Don't be put off by the chain rule. Sometimes it is presented in a complicated manner, but it's really the derivative of the outside times the derivative of the inside.
Here's the first one. Let's change it to a product and use the product rule.
It's a good idea to do that when possible. The product rule is easier to work with than the quotient rule in most cases.

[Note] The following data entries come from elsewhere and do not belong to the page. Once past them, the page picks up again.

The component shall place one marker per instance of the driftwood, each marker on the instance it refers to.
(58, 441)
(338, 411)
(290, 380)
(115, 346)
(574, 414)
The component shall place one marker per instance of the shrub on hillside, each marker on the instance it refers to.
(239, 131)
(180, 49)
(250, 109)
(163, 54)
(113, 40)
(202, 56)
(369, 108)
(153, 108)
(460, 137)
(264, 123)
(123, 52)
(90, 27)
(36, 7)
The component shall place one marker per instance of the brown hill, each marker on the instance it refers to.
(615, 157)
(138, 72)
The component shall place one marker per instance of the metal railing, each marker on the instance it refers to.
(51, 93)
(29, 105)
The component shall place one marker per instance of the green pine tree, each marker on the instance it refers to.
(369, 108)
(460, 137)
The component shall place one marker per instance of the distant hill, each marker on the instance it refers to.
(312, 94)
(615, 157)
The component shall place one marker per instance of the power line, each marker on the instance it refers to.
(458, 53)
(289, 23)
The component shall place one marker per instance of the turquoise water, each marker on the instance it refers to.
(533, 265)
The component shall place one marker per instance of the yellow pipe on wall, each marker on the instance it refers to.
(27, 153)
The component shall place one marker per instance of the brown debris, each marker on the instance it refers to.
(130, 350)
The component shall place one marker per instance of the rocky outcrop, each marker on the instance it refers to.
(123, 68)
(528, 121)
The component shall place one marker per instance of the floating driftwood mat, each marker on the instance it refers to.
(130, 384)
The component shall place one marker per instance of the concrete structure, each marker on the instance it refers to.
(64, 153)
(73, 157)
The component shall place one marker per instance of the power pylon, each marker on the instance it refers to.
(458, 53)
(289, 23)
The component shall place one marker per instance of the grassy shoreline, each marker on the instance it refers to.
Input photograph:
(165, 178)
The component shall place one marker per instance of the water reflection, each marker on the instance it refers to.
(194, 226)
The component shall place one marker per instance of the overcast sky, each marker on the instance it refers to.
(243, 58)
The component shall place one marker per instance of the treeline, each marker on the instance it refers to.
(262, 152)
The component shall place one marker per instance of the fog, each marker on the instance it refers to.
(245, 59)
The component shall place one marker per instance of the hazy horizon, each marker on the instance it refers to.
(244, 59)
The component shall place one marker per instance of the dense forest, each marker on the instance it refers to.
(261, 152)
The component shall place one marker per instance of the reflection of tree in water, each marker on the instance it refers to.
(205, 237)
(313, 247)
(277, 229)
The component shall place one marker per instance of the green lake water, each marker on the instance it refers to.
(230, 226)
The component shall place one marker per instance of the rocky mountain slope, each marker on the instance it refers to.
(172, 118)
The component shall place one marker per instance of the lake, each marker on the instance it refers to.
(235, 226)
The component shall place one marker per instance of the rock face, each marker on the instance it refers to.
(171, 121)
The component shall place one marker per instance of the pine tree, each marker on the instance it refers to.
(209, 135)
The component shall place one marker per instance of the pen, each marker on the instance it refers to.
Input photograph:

$\displaystyle x(x^{4}+2)^{\frac{-1}{2}}$
$\displaystyle x\overbrace{(\frac{-1}{2})(x^{4}+2)^{\frac{-3}{2}}}^{\text{derivative of outside}}\underbrace{(4x^{3})}_{\text{derivative of inside}}+(x^{4}+2)^{\frac{-1}{2}}(1)$
Now, hammer it into shape with some algebra:
$\displaystyle \frac{-2x^{4}}{(x^{4}+2)^{\frac{3}{2}}}+\frac{1}{(x^{4}+2 )^{\frac{1}{2}}}$
$\displaystyle \frac{-2x^{4}}{(x^{4}+2)^{\frac{3}{2}}}+\frac{1}{(x^{4}+2 )^{\frac{1}{2}}}\cdot\frac{(x^{4}+2)}{(x^{4}+2)}$
$\displaystyle \boxed{\frac{2-x^{4}}{(x^{4}+2)^{\frac{3}{2}}}}$
you can use quotient or product rule for 1st one.
you'll get -2x^4 /(2+x^4)^1.5 + 1/(2+x^4)^0.5 if you do it right.

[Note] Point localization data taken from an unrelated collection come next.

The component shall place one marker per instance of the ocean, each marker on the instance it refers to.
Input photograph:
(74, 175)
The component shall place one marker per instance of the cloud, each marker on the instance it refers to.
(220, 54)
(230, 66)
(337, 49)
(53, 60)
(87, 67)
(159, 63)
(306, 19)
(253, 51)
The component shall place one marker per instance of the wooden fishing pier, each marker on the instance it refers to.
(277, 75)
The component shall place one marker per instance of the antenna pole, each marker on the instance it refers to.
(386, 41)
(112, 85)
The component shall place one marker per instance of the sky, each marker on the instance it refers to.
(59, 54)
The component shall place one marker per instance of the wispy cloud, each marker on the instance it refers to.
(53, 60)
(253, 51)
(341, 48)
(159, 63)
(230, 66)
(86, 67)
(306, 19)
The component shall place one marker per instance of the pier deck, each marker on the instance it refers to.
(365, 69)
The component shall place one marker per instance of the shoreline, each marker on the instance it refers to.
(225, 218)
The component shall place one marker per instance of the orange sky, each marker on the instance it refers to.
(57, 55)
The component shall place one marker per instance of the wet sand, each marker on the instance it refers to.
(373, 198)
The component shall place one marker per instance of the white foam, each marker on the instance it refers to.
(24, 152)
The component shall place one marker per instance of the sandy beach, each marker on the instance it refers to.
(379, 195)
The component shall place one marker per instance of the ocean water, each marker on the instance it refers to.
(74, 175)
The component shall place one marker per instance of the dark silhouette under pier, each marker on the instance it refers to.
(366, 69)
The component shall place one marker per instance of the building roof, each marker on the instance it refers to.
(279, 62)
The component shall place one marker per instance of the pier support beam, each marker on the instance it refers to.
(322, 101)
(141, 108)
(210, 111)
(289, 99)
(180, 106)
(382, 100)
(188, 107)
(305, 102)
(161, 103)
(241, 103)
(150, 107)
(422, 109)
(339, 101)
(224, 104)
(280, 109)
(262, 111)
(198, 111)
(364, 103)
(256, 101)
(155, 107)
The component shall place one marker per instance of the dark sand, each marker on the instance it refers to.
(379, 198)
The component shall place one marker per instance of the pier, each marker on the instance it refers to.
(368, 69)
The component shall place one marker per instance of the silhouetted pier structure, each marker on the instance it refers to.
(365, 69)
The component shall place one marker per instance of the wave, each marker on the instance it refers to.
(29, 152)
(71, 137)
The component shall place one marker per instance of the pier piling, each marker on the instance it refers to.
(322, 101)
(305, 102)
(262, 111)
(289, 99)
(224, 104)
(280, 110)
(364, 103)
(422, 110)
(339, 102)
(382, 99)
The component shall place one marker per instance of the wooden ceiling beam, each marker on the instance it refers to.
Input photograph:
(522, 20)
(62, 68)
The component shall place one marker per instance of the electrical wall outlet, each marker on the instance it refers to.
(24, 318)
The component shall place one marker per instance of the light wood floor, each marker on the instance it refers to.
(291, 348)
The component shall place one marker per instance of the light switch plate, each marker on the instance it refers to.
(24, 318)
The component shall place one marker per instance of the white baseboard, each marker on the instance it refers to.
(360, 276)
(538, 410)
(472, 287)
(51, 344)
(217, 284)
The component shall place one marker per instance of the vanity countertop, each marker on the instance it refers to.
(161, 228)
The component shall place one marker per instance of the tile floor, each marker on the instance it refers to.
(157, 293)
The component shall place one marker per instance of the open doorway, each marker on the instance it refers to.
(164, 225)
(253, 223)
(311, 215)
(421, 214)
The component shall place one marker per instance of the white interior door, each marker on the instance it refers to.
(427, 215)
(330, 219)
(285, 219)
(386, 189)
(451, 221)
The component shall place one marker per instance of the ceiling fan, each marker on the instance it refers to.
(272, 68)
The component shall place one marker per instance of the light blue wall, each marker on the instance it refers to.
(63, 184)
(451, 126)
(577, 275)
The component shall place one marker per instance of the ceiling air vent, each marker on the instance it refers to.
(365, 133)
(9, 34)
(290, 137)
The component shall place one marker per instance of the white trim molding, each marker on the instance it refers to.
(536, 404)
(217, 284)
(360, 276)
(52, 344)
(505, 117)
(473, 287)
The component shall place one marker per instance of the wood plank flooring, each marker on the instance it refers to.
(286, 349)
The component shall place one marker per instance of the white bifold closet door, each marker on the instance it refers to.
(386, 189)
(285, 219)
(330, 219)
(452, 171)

2. just differentiate cos then differentiate the inside...
g'(t) = -5π*sin (πt)
3. if ln [f(x)], then d/dx ln [f(x)] = f'(x)/f(x)
h'(x) = 6x²/[2x³+3]
pi is just a constant.
d/dx cos[f(x)] = -f'(x)*sin[f(x)]
apply this to your question
d/dx 5cos(πt)
5 at the front is just a constant, so just leave it.
formula says (once you multiply both sides by 5) => 5*d/dx cos[f(x)] = -5*f'(x)*sin[f(x)] your f(x) in this case is πt, so f'(x) = π.
so sub it in...